Crappy Ethics? Are we doomed? Or is there hope for the ethically challenged?
During a spirited discussion in our office last week, the question was asked “What if someone just has crappy ethics? Is there any hope of improvement or are you just out of luck because they just can’t change?”
This question challenged me because for a number of years I thought that you are either ethical or you are not. My views on the importance of decisive action on ethical problems have not changed. However, for the past several weeks I have been teaching a Saturday morning college course on ethics. Through this course I have been reacquainted with Socrates, Plato and Aristotle in the last few months, so when the ‘crappy ethics’ questions came up…I found it to be perfect timing!
“Neither by nature, then, nor contrary to nature do the virtues arise in us; rather we are adapted by nature to receive them, and are made perfect by habit.”
According to this quote, we can grow and expand in our virtuous behavior through habit. It might also provide more hope for the ethically challenged. It also sheds additional light on why virtuous leaders are so important. Leaders help to establish guidelines not only by words, but by their actions. They also serve as examples to help “perfect by habit” good choices and virtuous behavior in the workplace.
Parents, like leaders, are also instruments of influence for virtuous behavior, and just like leaders, sometimes have to take decisive action when a problem presents itself. One of the most painful examples of this for me was when my son, then 12 years old, did something that I found distressing. One day I was returning home, and just as my car rounded the corner near my house, my eyes locked on an odd site—my son dropping something down the sewer grate in the street while watching my car. Guilt was written all over his face, and somehow I knew I was not going to be happy with the explanation of what I just witnessed.
When we both came inside I asked what he had tossed down the sewer. He struggled to offer a plausible explanation, which fell short of believable. I asked him to empty his backpack and sure enough there was a new cassette, which he confessed, he had stolen from a large store near our home. The item discarded in the sewer was the security cover.

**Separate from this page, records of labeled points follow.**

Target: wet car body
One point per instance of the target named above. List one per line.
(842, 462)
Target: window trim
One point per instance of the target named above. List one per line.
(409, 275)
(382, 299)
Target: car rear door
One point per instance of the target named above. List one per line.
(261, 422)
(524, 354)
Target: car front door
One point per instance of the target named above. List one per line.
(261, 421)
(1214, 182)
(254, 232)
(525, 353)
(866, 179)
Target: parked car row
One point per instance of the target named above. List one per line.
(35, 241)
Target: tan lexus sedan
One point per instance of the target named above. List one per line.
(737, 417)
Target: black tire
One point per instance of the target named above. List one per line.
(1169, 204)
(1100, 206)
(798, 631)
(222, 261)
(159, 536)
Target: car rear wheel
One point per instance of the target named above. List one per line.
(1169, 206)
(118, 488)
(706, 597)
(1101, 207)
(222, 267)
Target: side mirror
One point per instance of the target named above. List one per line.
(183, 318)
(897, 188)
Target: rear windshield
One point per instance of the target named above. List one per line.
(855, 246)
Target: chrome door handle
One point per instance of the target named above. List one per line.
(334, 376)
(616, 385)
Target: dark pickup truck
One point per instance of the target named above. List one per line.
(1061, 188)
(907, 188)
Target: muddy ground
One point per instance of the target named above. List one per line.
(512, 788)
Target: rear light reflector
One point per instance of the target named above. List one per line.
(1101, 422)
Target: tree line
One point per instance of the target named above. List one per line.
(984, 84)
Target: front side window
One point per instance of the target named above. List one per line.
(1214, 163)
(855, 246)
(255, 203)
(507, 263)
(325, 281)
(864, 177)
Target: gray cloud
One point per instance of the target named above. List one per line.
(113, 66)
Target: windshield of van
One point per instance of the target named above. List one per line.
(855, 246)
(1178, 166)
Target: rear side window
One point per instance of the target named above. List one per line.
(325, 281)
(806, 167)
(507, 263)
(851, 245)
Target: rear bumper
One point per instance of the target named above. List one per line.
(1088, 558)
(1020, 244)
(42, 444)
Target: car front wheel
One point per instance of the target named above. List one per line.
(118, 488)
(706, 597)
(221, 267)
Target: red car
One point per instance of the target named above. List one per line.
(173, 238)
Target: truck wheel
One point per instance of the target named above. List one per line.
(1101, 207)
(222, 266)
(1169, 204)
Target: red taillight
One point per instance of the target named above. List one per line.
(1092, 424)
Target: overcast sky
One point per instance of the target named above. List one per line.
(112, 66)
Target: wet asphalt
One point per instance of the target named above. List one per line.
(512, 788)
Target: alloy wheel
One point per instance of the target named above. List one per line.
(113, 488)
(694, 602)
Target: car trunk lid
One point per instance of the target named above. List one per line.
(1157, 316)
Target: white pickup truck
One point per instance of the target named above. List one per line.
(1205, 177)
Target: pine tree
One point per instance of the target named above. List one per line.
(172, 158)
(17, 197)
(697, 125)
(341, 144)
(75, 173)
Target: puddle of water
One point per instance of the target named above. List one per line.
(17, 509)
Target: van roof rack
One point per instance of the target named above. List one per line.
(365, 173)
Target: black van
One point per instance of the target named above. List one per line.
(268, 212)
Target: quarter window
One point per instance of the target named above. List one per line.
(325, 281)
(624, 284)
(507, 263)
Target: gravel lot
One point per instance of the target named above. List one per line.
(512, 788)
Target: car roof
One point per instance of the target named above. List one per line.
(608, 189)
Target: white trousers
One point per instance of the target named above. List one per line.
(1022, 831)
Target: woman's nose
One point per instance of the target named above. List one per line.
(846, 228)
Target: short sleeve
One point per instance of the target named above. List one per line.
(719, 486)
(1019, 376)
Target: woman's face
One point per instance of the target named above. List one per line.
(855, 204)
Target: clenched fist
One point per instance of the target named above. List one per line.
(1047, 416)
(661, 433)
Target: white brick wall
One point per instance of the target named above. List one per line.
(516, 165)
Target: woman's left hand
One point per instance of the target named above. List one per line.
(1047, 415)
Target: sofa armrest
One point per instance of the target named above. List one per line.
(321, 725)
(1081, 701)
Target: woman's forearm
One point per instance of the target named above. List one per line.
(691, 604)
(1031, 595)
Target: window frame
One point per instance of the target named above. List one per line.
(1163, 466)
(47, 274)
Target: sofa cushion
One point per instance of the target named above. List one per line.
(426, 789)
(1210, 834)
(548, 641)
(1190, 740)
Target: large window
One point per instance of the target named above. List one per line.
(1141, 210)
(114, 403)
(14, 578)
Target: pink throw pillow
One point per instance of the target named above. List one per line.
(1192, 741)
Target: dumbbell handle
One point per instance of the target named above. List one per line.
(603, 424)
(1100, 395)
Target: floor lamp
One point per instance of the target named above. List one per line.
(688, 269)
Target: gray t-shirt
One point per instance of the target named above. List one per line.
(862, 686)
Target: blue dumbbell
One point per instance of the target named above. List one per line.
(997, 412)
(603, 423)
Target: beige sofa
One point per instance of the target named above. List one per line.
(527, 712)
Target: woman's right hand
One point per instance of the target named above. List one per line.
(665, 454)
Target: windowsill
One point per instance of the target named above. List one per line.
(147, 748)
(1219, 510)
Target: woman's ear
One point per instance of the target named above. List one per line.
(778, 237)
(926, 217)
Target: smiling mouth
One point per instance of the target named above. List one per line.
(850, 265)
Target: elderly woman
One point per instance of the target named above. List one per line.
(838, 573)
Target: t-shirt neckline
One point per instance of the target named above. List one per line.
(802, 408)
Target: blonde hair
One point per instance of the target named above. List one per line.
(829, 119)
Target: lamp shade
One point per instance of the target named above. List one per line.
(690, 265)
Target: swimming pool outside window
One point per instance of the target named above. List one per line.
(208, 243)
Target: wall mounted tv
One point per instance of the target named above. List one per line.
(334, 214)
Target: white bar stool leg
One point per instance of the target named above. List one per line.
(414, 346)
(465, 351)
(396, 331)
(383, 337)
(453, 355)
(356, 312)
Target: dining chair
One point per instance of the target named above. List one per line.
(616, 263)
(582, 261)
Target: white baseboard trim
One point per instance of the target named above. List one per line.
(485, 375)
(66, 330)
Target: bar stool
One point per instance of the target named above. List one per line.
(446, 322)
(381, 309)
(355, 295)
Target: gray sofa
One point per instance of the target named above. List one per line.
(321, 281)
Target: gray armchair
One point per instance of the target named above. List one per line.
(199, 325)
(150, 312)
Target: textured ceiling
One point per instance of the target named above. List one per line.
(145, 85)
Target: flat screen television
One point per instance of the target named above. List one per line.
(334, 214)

My initial reaction was disbelief, then anger and eventually profound embarrassment that a child of mine could do such a thing…I mean, I was speaking on ethics back then too! I evaluated the best course of action. I quickly put him in the car, walked him into the store, and asked for the manager. I had my son tell the manager what he did. The manager asked me what I would like to have happen, and I told him to treat my son like any other shoplifter. He lectured my son for a while, told him he would not call the police this time, but that he was banned from the store for the next year.
So, how does this relate to the question about “crappy ethics?” Well, thanks to Aristotle I can now consider that practice makes perfect, even in ethics. ” Luckily for a great many of us, work and home tends to provide ample opportunity for practice!